Il Prefetto di Milano, Gian Valerio Lombardi: "Rispetto della disciplina in materia di sciopero nei servizi pubblici essenziali, altrimenti si dovrà intervenire con provvedimenti". Solidarietà da Davide Boni
Milano, 19 gennaio 2012 - Fumata bianca al termine dell'incontro tra le sigle sindacali dei tassisti e il governo a Roma. "Andiamo al Circo Massimo e diremo ai tassisti di riprendere il servizio", hanno detto i sindacalisti all'uscita da Palazzo Chigi. "Il rappresentante del governo - ha spiegato al termine dell'incontro Raffaele Grassi presidente Satam Milano - ha analizzato le proposte della categoria, alcune delle quali le ritiene ragionevoli. Domani la proposta sarà portata in Cdm e noi aspettiamo la decisione. Le proposte sono tendenti al miglioramento del servizio e ora andremo al Circo Massimo per dire di riprendere il servizio". Il segretario generale della presidenza del Consiglio Manlio Strano, secondo quanto riportato dai rappresentanti, ha "assicurato che le proposte saranno valutate e discusse collegialmente dal governo durante il Cdm di domani". Per il buon esito della trattativa inviteremo l'assemblea a "riprendere il servizio".
Dopo un mercoeldì di disagi, anche oggi è difficile trovare un taxi a Milano. In attesa dell'esito dell'incontro con il governo a Roma, gli autisti hanno continuato le assemblee spontanee e non hanno caricatose non anziani, persone con bambini, disabili o chi deve andare in ospedale. Tutto fermo quindi agli aeroporti di Linate e Malpensa e anche davanti alla stazione Centrale dove campeggia uno striscione con scritto 'La licenza non si tocca'.
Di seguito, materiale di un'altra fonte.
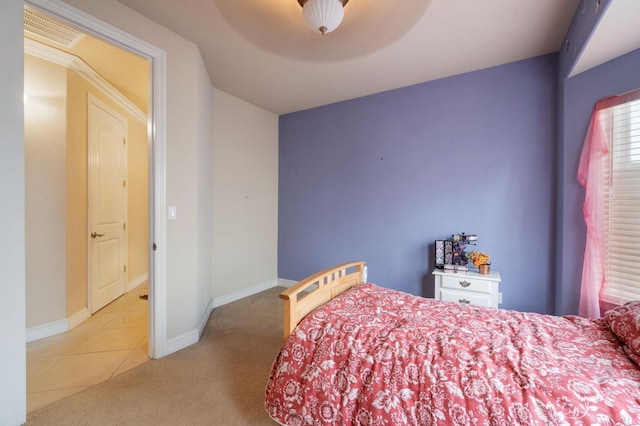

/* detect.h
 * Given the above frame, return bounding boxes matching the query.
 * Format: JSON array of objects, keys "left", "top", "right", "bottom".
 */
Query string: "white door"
[{"left": 88, "top": 96, "right": 127, "bottom": 313}]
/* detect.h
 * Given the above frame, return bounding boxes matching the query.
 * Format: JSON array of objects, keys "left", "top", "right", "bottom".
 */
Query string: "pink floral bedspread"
[{"left": 265, "top": 284, "right": 640, "bottom": 426}]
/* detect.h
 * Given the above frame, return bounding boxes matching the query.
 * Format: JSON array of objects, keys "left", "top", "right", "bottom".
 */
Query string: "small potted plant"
[{"left": 467, "top": 251, "right": 491, "bottom": 275}]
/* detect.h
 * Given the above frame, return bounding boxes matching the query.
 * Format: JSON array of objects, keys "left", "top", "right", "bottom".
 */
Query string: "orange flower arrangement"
[{"left": 467, "top": 251, "right": 491, "bottom": 268}]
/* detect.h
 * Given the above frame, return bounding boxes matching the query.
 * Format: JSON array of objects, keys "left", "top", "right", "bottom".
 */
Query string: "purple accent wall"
[
  {"left": 555, "top": 50, "right": 640, "bottom": 314},
  {"left": 278, "top": 54, "right": 558, "bottom": 313}
]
GIAN VALERIO LOMBARDI - Questa mattina, il Prefetto di Milano ha ricevuto in Prefettura i rappresentanti delle cooperative dei tassisti invitandoli nuovamente al rispetto della disciplina in materia di sciopero nei servizi pubblici essenziali, soprattutto in riferimento all'esercizio presso la stazione Centrale e l'aeroporto di Linate. In particolare, il Prefetto Lombardi ha richiamato la necessità di garantire le fasce più deboli dell'utenza, come anziani, bambini e disabili e di assicurare il servizio tra le ore 22 e le 2 e tra le 4 e le 8. Il Prefetto ha inoltre rappresentato che, qualora non si registrassero segnali positivi, si dovrà intervenire con i provvedimenti previsti dall'ordinamento vigente.
DAVIDE BONI - Il Presidente del Consiglio regionale si è recato a incontrare i tassisti radunati sul piazzale della stazione centrale di Milano per lo sciopero indetto dalla categoria contro le liberalizzazioni per le quali il Governo si appresta a emanare uno specifico decreto. Boni ha ascoltato le ragioni dei tassisti e annunciato che la questione che riguarda la liberalizzazione dei taxi sarà al centro dell'attenzione del Consiglio regionale la prossima settimana. "Ho voluto - ha detto il Presidente Boni - esprimere personalmente la mia totale vicinanza ad una battaglia che sicuramente deve vedere la stessa Lombardia assumere una posizione chiara
nei confronti di quei provvedimenti che rischiano di impoverire intere categorie, senza apportare alcun vantaggio nei confronti degli utenti. Già la prossima settimana lo stesso Parlamento lombardo dovrà esprimersi su una mozione, presentata dal gruppo consiliare della Lega Nord, sul tema delle liberalizzazioni: mi auguro che questo porti ad una discussione seria ed approfondita, coinvolgendo la stessa Giunta regionale per fare in modo che le esigenze delle nostre categorie possano essere esposte al Governo nazionale. Sarebbe infatti grave - ha concluso il Presidente Boni - se lo Stato centrale imponesse delle misure incongruenti e dannose per il tessuto produttivo ed occupazionale lombardo".